Do traders become bakers?

My boss recently retired after over 40 years in the business. He said that during his career, he has noticed that a lot of traders who quit the business become some kind of artisans, either on a full time job or a serious hobby basis. I find that pretty interesting and I can see the appeal of doing something concrete after staring at a blinking screen for years. Any thoughts? Yay or Nay?

A lot of finance people “retire” with substantial savings, and in some cases, few transferable professional skills. So, it is reasonable to expect that many of them start weird hobby-businesses. In fact, some people I know have indeed started some bar, bought a winery, or just sit around doing whatever.

^ So, they plan on just “hanging out” for the next 40 years so or something?

initially i wanted to retire at 35. travel the world and settle down around 40. make 4 kids. and be a stay at home dad. and teach my kids how to succed in life.

Look, how they massacred my boy

But then you realized that in order to credibly teach that, you would have needed to achieve some measure of success yourself and so that plan got derailed?

i am in the top 4% for my age group in terms of net worth. if that’s not success then what is.

It is more common to be let go from such jobs, rather than “retire” from your own initiative. Often, you cannot find a similar job or anything close, in terms of financial compensation.

If you are 40 or older, net worth $5 to $10 million, and have no immediate job prospects, what would you do?

Job seeking is not fun and is full of stress. I don’t know what every one of these people ends up doing with their time, but there are a lot of things that are probably more fun than a corporate job.

Top 1% or hacksaw

I’d spend most of my day in my garage working on cars and racing, pass on staring at 2 monitors for 12+ hrs a day

lets run the numbers:

first lets assume you are a single dude that started from nothing at age 22 with 50k per year post tax budget

the top 1 percent of age 30 is 1 million dollars.

S&P 500 total return is 13% per year for the time period.

you’d need to save roughly 80k per year.

so you need post tax about 130k per year.

or in california about 200k pre tax per year.

now lets see what it looks for 40 year olds using ohai stats

lets use same assumptions

goal is 5m right now.

S&P 500 total return is 7% per year for the time period.

you’d need to save roughly 150k per year.

so you need post tax about 200k per year.

or in california about 325k pre tax per year.

(the top 1 percent for age 40 is actually only 1.5m though)

to achieve 1.5m you just need to make 150k pre tax per year.

Why wouldn’t you be able to find a similar job, or even find a more senior position? I mean, if your in NYC that’s the financial capital of the world, and with the experience and credentials there should be some other job opportunities that you can transition into.

If you were let go, it won’t be easy. Space is super small and traders don’t usually let go if they are making profit, if they are not, it will be very hard to find another trading job

Ok I see. Why can’t they use their skill set to transition into some other type of finance job?

What skill set?

Wasn’t the whole point of this thing to move out of finance?

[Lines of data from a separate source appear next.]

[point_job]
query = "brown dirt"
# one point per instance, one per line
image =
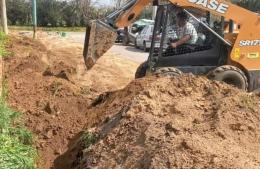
(177, 123)
(47, 81)
(101, 39)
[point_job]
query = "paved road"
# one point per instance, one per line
(128, 52)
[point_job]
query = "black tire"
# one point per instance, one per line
(145, 47)
(141, 70)
(230, 75)
(168, 71)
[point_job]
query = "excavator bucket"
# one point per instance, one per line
(99, 39)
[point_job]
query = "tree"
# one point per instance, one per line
(18, 12)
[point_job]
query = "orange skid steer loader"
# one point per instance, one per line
(231, 56)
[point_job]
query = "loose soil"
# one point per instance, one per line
(49, 84)
(179, 123)
(100, 119)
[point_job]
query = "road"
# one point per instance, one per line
(128, 52)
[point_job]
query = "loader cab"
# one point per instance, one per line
(208, 52)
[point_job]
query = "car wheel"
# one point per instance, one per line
(145, 47)
(168, 71)
(230, 75)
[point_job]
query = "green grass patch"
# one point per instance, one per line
(49, 29)
(16, 143)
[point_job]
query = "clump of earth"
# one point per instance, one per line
(183, 122)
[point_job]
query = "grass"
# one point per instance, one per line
(16, 150)
(55, 29)
(3, 41)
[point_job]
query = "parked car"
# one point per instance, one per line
(120, 35)
(135, 29)
(144, 38)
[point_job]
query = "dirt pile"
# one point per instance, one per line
(41, 85)
(100, 40)
(185, 122)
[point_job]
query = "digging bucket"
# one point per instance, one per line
(100, 37)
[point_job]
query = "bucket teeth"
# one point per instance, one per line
(99, 39)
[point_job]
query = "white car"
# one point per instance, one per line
(144, 38)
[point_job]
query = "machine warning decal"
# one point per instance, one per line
(237, 53)
(212, 5)
(249, 43)
(253, 55)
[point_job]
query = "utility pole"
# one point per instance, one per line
(34, 11)
(4, 17)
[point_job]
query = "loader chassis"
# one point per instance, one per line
(200, 59)
(232, 57)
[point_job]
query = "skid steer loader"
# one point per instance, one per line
(231, 56)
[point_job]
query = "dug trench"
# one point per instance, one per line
(156, 122)
(47, 82)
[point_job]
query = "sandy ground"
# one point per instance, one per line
(48, 82)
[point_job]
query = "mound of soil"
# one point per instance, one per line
(41, 86)
(185, 122)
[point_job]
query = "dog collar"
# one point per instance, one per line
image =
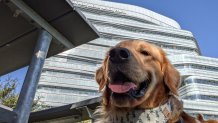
(160, 114)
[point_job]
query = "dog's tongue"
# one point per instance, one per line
(122, 87)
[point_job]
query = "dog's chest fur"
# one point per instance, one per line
(156, 115)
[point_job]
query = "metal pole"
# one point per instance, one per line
(28, 90)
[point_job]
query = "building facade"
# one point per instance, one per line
(69, 76)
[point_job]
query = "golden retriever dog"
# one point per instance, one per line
(139, 85)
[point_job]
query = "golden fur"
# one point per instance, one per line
(148, 62)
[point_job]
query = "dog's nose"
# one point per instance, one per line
(119, 55)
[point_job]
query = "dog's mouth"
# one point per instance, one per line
(121, 84)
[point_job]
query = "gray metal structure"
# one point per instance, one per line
(71, 113)
(21, 23)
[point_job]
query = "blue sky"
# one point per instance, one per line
(198, 16)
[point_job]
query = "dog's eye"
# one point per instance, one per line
(144, 53)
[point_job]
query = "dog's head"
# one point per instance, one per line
(136, 74)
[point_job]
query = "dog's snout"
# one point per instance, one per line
(119, 55)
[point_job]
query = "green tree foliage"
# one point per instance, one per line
(9, 96)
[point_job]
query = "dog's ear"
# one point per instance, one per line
(101, 75)
(171, 75)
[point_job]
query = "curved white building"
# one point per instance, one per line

If y’all got paid the exact same, would you pick baker or finance role? I’d pick the former, I love baked goods.

Lol, guess so?

I would presume as a trader, you would need strong math and analytical skills, have the ability to work under pressure, understand equity markets and trading strategies and communicate effectively. I would think that if your not good (as a trader), you would have washed out pretty early in your career.

(To me) it appears that these jobs are being more automated so your seeing a reduced overall headcount in the industry (as csk pointed out, already in a small space).

Unlike other forms of cooking which allow for a relative degree of spontaneity, baking requires precise measurements and strict following of directions - it would not be advisable to vigorously stir your egg whites at higher frequency than 185 beats per minute for longer duration than 3.5 minutes as your souffle is unlikely to rise. Traders gravitate towards baking following years of quick decision making under high pressure - it provides a structured environment with well defined sequence of actions where the highest stakes for a misstep is an embarrassingly deflated souffle.